Women who pursue a more aggressive surgery for early stage breast cancer have nearly eight times the odds of reporting substantial employment disruptions, according to a new study from University of Michigan Comprehensive Cancer Center researchers.
The study, published in Cancer, surveyed 1,006 women who were treated for early stage breast cancer and were employed at the time of their diagnosis. Use of chemotherapy, race, and differences in employment support — including paid sick leave and flexible working schedules — all had an impact on whether women lost more than a month of work or stopped working entirely after treatment.

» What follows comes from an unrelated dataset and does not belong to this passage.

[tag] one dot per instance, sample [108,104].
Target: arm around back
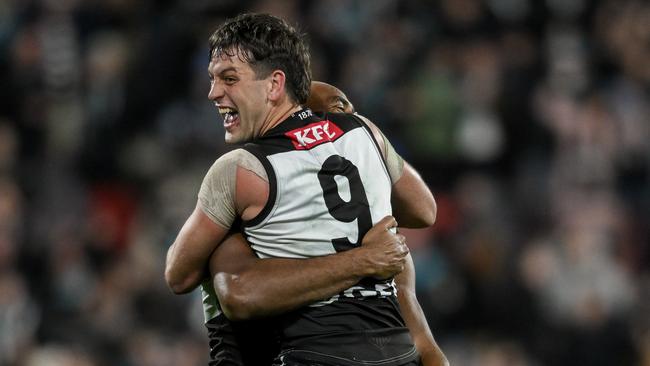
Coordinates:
[249,287]
[187,257]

But the most striking statistic in the study results came from the 19 percent of women who had bilateral mastectomy with reconstruction, a procedure that offers little to no benefit for women at low risk for developing a second cancer.
The women in the study who opted for a bilateral mastectomy with reconstruction had 7.8 times the odds of missing more than a month of work or stopping work altogether, compared to women who opted for a lumpectomy and radiation therapy.
“It really stood out, especially because bilateral mastectomy has not been demonstrated to improve survival, and clearly has a negative impact on employment,” says lead study author Reshma Jagsi, MD, professor and deputy chair of radiation oncology at Michigan Medicine. “It’s not clear that this association between surgical treatment aggressiveness and employment experience is something that is making its way into the discussions that physicians have with patients about the full range of risks and benefits of their treatment decisions.”
Prior studies that examined the impact of cancer treatment decisions on employment showed that patients who received chemotherapy were most likely to experience longer disruptions in or loss of employment, but changes in breast cancer management in recent years have shifted recommendations away from chemotherapy for early stage breast cancer.
“But as we’ve had success reducing overtreatment with chemotherapy, we’re now seeing a paradoxical increase in what may be overtreatment with surgery,” says Jagsi. “We’re seeing more and more women choosing a much more aggressive surgical treatment that isn’t clinically mandatory and doesn’t improve survival, often for peace of mind.”
Jagsi says that clinicians need to learn to communicate with patients in a way that supports their autonomy, but also use data to communicate that there may be unexpected downsides to the treatment they are considering.
“So when a woman walks into a consultation saying ‘I really want to remove both of my breasts,’ the role of the physician is to say ‘I hear you, I will support you, we will do what you ultimately decide to do,'” says Jagsi. “But they also need to make sure the patient is aware of all the options available to her, and the relative risks and benefits.”
With the growing use of mastectomy, fueled by celebrity disclosures and growing patient interest, further research is necessary to monitor whether the short-term employment consequences seen in this study will translate into longer term impacts on these women’s employment and well-being, say the study authors.
“We also need to develop formal training modules for physicians and surgeons who are treating people with cancer to understand how to begin conversations about employment effects and incorporate those into our routine discussions,” says Jagsi. “It doesn’t mean that every woman who learns of these study findings is going to choose not to have a bilateral mastectomy, but it is important to make sure that those who do choose that treatment course are fully informed.”